Prof. Abhijit

Our group aspires to be at the forefront of polymer engineering, by studying and developing cutting edge technology for materials of the future. Whilst accomplishing the same, we place special importance on the environmental impact of polymeric materials and wherever possible we strive to supplant traditionally used synthetic polymers with natural polymers, as the old adage goes “we aren’t above nature, we are an integral part of it”.

In our lab, we work primarily with polymers. Broadly we have two areas of focus: employing sophisticated experimental tools and techniques to solve real world practical problems, and secondly gaining insights about the intersection of polymer science with the biological world. The latter inspires and facilitates us to explore the field of biomimetics.

We have expertise in studying the mechanics of polymeric materials. Rheology is one such tool whereby we investigate the science of flow and deformation of a wide array of material systems, and underlying microstructural factors at play. It is also a powerful tool to synthesize novel materials whose mechanical responses may be counter-intuitive but can be harnessed in ingenious ways for practical applications. Rheological characterization of a humongous variety of complex material systems in equally complex environments is something which is second nature to our group. 

To satiate our innate curiosity about natural phenomena, we tackle a wide range of problems like the physical, chemical and biological interactions between root and rhizosphere, and the role of root derived polymers in all of this. Likewise we study seed derived polymers, in both cases the naturally occurring polymers of interest fall under a broad umbrella called mucilage, a viscoelastic gel produced by nearly all plants and whose relevance to the environment is disproportionately large considering the miniscule scale at which it is produced in nature.

The wetting dynamics and imbibition behaviour of structured fluids on porous substrates and diffusion of solvents through porous polymeric media are of practical importance especially in industrial applications. Likewise is the study of supramolecular gels for lubricating applications in vehicles. Or formulating strategies for developing moisture resistant gypsum boards.
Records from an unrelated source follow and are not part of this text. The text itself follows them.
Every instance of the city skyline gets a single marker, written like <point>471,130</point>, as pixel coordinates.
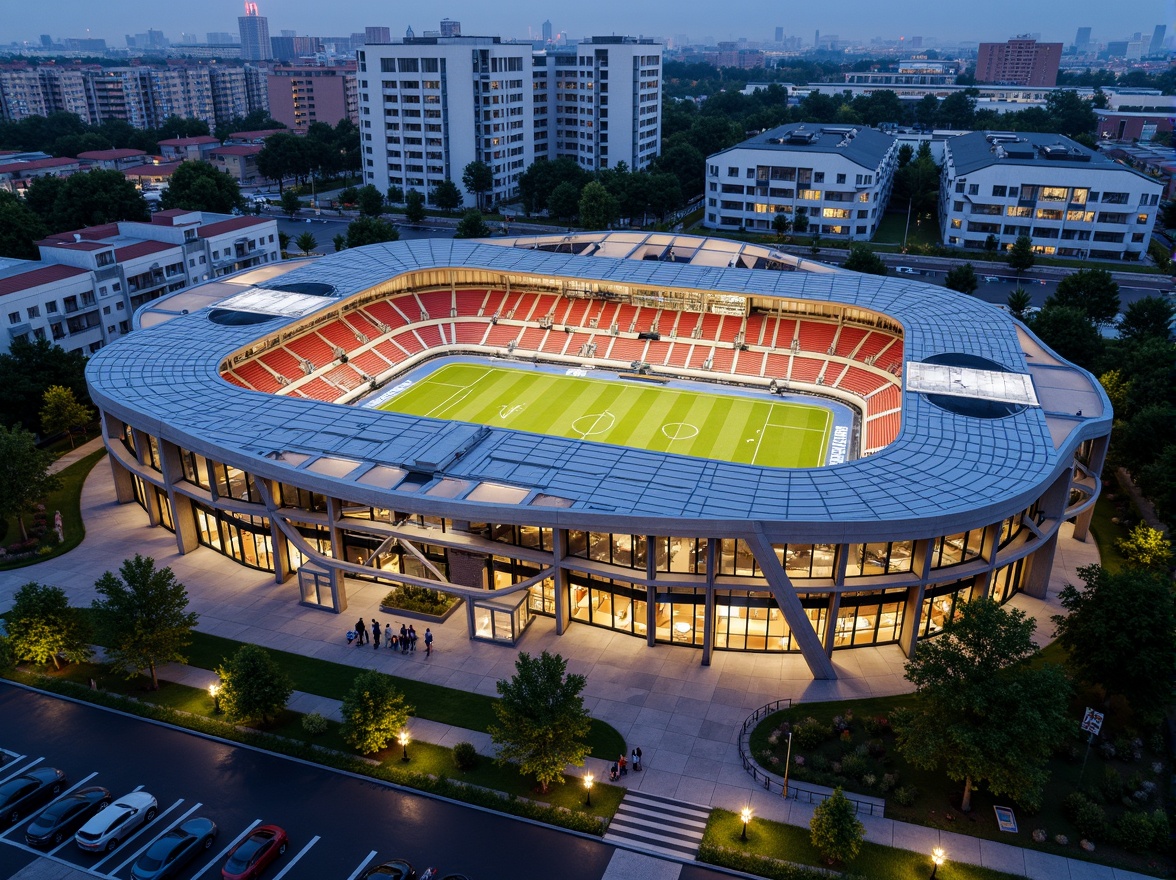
<point>753,19</point>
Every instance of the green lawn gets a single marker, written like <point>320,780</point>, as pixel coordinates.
<point>635,414</point>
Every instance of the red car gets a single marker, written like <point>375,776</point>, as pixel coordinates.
<point>253,854</point>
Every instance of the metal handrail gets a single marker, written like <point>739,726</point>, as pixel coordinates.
<point>770,780</point>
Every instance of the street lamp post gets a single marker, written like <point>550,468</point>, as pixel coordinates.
<point>937,858</point>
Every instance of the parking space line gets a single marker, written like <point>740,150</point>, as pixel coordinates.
<point>141,830</point>
<point>13,827</point>
<point>142,850</point>
<point>22,770</point>
<point>224,852</point>
<point>300,853</point>
<point>362,865</point>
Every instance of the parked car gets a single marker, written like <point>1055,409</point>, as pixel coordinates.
<point>394,870</point>
<point>254,854</point>
<point>174,850</point>
<point>118,821</point>
<point>25,793</point>
<point>64,817</point>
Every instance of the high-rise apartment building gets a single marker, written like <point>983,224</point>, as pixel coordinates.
<point>432,105</point>
<point>1021,61</point>
<point>254,30</point>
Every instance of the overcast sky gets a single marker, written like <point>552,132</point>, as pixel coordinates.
<point>754,19</point>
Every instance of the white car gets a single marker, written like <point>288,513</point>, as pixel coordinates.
<point>117,822</point>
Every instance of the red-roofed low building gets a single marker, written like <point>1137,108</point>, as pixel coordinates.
<point>239,161</point>
<point>112,159</point>
<point>180,148</point>
<point>88,282</point>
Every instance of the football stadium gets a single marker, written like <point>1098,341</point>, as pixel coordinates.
<point>685,440</point>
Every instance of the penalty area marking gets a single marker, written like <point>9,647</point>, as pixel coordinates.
<point>593,424</point>
<point>679,431</point>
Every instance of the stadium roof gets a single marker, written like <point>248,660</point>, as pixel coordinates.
<point>944,471</point>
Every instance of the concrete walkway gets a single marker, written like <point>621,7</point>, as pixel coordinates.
<point>685,717</point>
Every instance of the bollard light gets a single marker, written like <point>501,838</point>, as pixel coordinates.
<point>937,858</point>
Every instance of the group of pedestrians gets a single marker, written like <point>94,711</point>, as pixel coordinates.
<point>403,641</point>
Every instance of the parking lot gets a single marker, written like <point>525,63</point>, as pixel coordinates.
<point>339,825</point>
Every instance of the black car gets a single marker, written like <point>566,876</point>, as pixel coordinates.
<point>62,818</point>
<point>24,793</point>
<point>394,870</point>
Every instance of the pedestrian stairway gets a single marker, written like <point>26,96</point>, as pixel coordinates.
<point>659,825</point>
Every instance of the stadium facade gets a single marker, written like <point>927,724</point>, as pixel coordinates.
<point>226,419</point>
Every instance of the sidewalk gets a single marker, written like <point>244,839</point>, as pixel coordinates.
<point>685,717</point>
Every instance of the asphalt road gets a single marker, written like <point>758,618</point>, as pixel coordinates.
<point>338,824</point>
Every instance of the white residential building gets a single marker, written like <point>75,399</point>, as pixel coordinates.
<point>1069,200</point>
<point>87,284</point>
<point>839,175</point>
<point>432,105</point>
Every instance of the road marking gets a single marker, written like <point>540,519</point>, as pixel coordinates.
<point>362,865</point>
<point>22,770</point>
<point>140,831</point>
<point>144,848</point>
<point>29,817</point>
<point>293,861</point>
<point>224,852</point>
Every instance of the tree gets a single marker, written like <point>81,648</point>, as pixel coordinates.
<point>1148,318</point>
<point>1017,301</point>
<point>369,231</point>
<point>61,412</point>
<point>1146,547</point>
<point>1111,645</point>
<point>25,477</point>
<point>20,228</point>
<point>563,202</point>
<point>414,206</point>
<point>1095,292</point>
<point>962,278</point>
<point>42,627</point>
<point>472,226</point>
<point>835,830</point>
<point>1068,332</point>
<point>863,259</point>
<point>369,200</point>
<point>597,207</point>
<point>144,613</point>
<point>306,242</point>
<point>29,367</point>
<point>253,685</point>
<point>199,186</point>
<point>291,204</point>
<point>983,713</point>
<point>541,718</point>
<point>447,197</point>
<point>374,712</point>
<point>1021,255</point>
<point>478,178</point>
Our work towards a green future includes among several things, a way to capture carbon using natural polymers, polymer waste recycling, development of environmentally sustainable alternative packaging, substitution of non-biodegradable plastic and synthesis of eco-friendly self-healing coatings for vehicle underbodies.

We have students working on cutting edge research like polymer 4D printing, which incorporates a fourth dimension of time. This is accomplished by using shape memory polymers that respond to external stimuli, wherein objects can change shape or properties over time.

We are also active in development of natural polymer based sensors and actuators for soft robotic applications. Development of bioinspired materials/design to reduce loss of food grains during long term storage is another topic which we are tackling in a collaborative multi-disciplinary approach.